What is the theme of the Book of Bamidbar?
The captivity of the Jewish People in Egypt was more than just physical bondage. On a deeper level Egypt represents the enslavement of the power of speech. Egypt not only enslaved the bodies of the Jewish People, it put in chains the major weapon of the Jewish People — speech. Thus, the Torah writes that the Jewish People “cried out” to G-d. It never writes that they “prayed.” For in Egypt, speech itself was bound.
The power of speech is synonymous with the power to give direction. The word dabar can mean a leader or a director in Hebrew, as in “One leader for a generation, and not two leaders.”
When the Jewish People left Egypt, they went straight into the desert. There’s something special about the desert. It’s very difficult to give directions there. “Turn left at the third cactus” will not get you very far. In Hebrew, the word for desert is midbar, which is from the root mi’dibur — “from speech”. The desert is the place that is removed from speech. Since the desert is the maximum place of non-speech, of non-direction, it is the ideal place to rebuild the power of speech from the ground up.
And that’s what the Jewish People were to do in the desert. When the Jewish People left Egypt, they had to rebuild this power of speech that had been in exile with them.
If we look back over the Book of Bamidbar, the book of “In the desert”, we will notice that the vast majority of sins committed by the Jewish People there were sins of speech: those who complained about the manna; Miriam speaking negatively about Moshe; the spies speaking against the Land of Israel; the rebellion of Korach (a rebellion about who should lead the Jewish People; who should be its “speaker”); Moshe striking the rock instead of speaking to it.

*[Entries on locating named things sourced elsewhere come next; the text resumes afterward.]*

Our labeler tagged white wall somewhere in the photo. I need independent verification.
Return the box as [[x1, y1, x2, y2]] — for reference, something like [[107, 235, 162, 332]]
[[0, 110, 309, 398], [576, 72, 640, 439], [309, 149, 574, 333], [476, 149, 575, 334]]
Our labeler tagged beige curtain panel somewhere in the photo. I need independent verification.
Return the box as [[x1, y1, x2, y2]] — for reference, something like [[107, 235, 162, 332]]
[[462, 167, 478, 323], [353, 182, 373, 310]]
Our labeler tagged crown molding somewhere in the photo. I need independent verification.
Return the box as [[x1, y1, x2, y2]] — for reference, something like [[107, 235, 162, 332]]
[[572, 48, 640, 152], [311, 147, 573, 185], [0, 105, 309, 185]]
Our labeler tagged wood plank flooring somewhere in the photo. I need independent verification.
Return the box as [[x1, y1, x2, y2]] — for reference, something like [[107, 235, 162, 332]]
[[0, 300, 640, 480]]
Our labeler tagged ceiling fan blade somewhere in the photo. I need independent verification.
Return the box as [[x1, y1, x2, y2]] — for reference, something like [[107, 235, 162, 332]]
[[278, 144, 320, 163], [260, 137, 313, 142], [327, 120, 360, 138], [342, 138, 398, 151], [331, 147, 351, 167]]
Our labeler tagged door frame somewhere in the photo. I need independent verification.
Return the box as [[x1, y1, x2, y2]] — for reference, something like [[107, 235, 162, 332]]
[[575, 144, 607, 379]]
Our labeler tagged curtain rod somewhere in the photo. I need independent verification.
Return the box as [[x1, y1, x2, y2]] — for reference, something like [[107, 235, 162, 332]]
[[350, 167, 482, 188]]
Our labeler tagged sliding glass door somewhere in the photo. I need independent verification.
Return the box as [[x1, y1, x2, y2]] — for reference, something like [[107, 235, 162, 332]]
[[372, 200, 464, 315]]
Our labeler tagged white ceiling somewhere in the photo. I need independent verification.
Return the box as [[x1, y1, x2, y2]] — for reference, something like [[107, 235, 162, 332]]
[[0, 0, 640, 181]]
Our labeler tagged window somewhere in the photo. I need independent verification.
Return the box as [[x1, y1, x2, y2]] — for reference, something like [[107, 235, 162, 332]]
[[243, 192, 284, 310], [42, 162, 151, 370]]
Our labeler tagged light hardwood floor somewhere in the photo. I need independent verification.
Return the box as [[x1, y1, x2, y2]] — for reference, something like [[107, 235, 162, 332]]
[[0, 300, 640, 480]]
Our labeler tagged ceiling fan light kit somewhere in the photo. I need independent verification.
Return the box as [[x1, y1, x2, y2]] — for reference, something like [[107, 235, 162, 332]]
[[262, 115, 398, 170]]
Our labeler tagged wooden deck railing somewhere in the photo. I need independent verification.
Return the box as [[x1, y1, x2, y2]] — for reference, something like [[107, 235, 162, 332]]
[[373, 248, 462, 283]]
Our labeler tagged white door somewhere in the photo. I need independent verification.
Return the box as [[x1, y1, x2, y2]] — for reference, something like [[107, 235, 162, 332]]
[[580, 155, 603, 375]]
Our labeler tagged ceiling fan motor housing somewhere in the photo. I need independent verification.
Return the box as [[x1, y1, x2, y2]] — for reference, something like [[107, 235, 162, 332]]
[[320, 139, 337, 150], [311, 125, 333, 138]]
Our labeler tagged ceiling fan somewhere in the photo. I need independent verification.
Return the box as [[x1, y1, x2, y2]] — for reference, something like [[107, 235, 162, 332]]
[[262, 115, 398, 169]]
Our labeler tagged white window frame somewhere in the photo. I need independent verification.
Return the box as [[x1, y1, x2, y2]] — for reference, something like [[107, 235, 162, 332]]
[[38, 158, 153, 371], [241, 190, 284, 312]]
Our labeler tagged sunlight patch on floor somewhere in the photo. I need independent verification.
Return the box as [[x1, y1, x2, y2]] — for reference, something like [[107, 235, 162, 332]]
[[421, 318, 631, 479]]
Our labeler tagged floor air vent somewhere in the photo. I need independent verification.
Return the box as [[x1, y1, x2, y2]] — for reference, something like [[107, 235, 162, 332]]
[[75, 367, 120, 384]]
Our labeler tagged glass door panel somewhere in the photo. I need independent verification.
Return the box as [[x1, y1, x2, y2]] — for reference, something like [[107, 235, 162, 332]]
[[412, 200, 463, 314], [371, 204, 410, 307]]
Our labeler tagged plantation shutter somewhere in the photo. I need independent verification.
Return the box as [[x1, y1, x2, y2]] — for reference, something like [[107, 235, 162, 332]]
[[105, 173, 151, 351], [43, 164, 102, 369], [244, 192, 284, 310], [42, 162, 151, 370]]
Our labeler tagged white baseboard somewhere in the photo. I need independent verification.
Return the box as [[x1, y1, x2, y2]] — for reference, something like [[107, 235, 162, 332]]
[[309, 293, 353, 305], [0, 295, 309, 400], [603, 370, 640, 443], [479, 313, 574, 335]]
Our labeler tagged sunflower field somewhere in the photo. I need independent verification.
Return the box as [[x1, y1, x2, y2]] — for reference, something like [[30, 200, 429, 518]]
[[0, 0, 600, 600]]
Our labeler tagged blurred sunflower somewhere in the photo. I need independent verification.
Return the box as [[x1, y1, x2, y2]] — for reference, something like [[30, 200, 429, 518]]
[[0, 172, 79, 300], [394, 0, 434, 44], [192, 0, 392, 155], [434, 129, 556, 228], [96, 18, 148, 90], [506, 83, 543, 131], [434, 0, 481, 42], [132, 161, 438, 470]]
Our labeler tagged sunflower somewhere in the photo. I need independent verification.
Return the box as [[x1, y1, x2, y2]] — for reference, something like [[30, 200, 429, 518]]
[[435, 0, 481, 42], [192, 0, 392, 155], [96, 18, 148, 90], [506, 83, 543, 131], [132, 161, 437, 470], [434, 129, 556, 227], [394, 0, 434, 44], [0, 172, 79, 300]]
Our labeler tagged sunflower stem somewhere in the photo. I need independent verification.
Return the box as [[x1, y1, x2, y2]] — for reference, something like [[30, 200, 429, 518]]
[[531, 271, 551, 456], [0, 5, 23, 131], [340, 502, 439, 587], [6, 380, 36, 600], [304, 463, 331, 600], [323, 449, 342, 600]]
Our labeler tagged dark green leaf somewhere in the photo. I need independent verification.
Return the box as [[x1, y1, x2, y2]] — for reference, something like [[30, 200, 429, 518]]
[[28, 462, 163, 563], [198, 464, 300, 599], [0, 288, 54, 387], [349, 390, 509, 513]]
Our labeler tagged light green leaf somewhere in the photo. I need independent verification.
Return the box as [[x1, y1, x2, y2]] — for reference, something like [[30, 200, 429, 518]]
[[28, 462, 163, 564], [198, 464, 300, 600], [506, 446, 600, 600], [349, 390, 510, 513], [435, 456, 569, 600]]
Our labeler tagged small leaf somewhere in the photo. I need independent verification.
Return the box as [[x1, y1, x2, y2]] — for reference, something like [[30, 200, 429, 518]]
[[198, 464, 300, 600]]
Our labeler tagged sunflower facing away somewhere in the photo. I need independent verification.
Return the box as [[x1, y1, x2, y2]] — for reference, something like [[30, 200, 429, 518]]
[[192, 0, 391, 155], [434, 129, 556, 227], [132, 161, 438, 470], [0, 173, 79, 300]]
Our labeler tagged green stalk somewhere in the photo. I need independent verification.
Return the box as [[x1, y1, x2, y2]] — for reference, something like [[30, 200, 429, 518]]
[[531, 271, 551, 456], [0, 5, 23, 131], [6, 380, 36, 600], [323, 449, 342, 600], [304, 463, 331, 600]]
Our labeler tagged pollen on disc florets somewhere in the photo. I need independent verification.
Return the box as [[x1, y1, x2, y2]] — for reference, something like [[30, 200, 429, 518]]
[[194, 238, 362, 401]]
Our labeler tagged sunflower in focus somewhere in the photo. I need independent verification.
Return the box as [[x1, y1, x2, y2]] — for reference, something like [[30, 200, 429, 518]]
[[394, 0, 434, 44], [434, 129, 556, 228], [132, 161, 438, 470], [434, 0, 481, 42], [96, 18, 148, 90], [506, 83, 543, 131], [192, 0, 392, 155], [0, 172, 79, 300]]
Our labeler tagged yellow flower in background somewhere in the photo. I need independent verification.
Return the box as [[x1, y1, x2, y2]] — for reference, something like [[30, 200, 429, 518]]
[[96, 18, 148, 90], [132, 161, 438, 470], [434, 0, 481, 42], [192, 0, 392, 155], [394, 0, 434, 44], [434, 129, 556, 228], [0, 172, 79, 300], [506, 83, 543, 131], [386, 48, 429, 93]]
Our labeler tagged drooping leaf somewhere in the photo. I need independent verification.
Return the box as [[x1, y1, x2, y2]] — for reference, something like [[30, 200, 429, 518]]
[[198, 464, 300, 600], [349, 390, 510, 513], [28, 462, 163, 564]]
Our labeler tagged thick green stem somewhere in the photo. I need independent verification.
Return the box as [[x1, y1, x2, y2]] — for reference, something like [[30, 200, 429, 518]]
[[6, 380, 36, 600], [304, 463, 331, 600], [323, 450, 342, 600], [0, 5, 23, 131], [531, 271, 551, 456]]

The power of speech is the essence of the Book of Bamidbar. And what is the climax of Bamidbar? The concept of nedarim — “vows”. In truth, the English word “vow” is an inadequate translation of the Hebrew word neder. A neder means that a Jew has the ability to change the physical reality of the world through speech.
And where do we go after the rebuilding of the power of speech? To the “Book of Devarim” — literally, “The Book of Words.”